I watch my youngest daughter, Hannah, on the balance beam. Arms stretched out on each side, she walks toe-to-heel, ever so slowly. She wobbles slightly, stops, then restarts. Head down, she keeps her eyes focused on the beam below her. All the while, her coach walks beside her, hands inches from Hannah's waist, ready to catch her if her feet slip, if she starts to fall. She reminds Hannah to lift her head and look up.

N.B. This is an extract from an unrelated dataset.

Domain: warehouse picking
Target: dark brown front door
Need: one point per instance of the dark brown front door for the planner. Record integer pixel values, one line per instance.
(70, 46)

The conversation was one that had been coming for a long time, years even. Too many issues swept under the rug. I was fearful. I'm familiar with the old me. I know how I used to handle these situations. Suddenly, forgiveness and grace were not even on my radar. The old me showed up with a vengeance. I was ready for attack. I waited. I didn't pray at first....I didn't want to. I knew He'd lead me to have the conversation, just not in the manner that the old me would have done it, the way the new me wanted to revert to.
The girls and I are learning Psalm 121.Verse 3 starts off by saying He will not let your foot slip. This particular part of this verse has intrigued me over the past two weeks. I'm amazed how God is our keeper, the one who steadies our feet. When we carefully walk with head-down, eyes cast on our feet treading the path before us, we're prone to wobble and stumble. He steadies us, lifts our heads, and reminds us to keep our eyes focused on Him.
The verse wouldn't go away. For two days, the words He will not let your foot slip ran through my mind. He wouldn't leave me alone. He reminded me that He's picked me up from the ground, restored me, and He won't let me return to the old ways. He won't let my foot slip.
God, help me was my simple prayer.
The conversation took place...not in the way it would have years ago. Quiet calm mixed with determined firmness. God helping me. Grace keeping my foot from slipping.